The new transferable allowance for married couples and civil partners comes into effect in the 2015-16 tax year, starting on 6 April.

This tax-break could enable eligible couples to save up to £212 in tax per annum. But the Low Incomes Tax Reform Group (LITRG) is concerned that requiring couples to register and apply for the relief online could exclude a substantial minority of eligible taxpayers who do not use a computer or the internet.

Anthony Thomas, chairman of the LITRG, said: “The transferable allowance is a welcome tax break for couples, however, the key question is will everyone who is eligible be able to claim? It is HMRC’s responsibility to ensure that everybody who is eligible can apply for the allowance, whether or not they have access to a computer and the internet.
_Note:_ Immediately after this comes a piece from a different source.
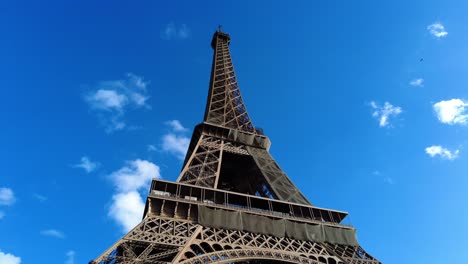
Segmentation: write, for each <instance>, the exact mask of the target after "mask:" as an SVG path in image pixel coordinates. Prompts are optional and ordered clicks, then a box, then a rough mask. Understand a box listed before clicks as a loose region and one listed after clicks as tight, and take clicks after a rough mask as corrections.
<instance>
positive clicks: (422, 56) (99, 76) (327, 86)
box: [0, 1, 468, 264]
“We are concerned that HMRC’s current position is that the application process will be online-only.”

While the vast majority of younger generations are computer savvy, LITRG has urged that many taxpaying pensioners, only communicate with the Revenue through post or by phone.

“The assumption that these people, a significant number of whom will be eligible for the relief, will now seamlessly transfer their interactions with HMRC online is naïve in the short-term and could prove exclusionary in the long-term,” added Thomas.

“Indeed, simply to find out information on the relief, never mind registering for it, requires access to the internet and the competence to navigate the ‘gov.uk’ website.

While HMRC will guide users through the digital service or enter a user’s information into the digital service on their behalf, where required, Thomas has however labelled this as merely “a partial solution”.

He said: “It is an unnecessary commitment of resources which could have been avoided if paper and phone options had been incorporated from the very beginning.

“We will therefore continue to encourage the Government to introduce a postal or telephone application service to ensure that nobody who is eligible to receive the marriage allowance is excluded or put off from registering because of unfamiliarity with, inability to use, or capacity to afford, a computer.”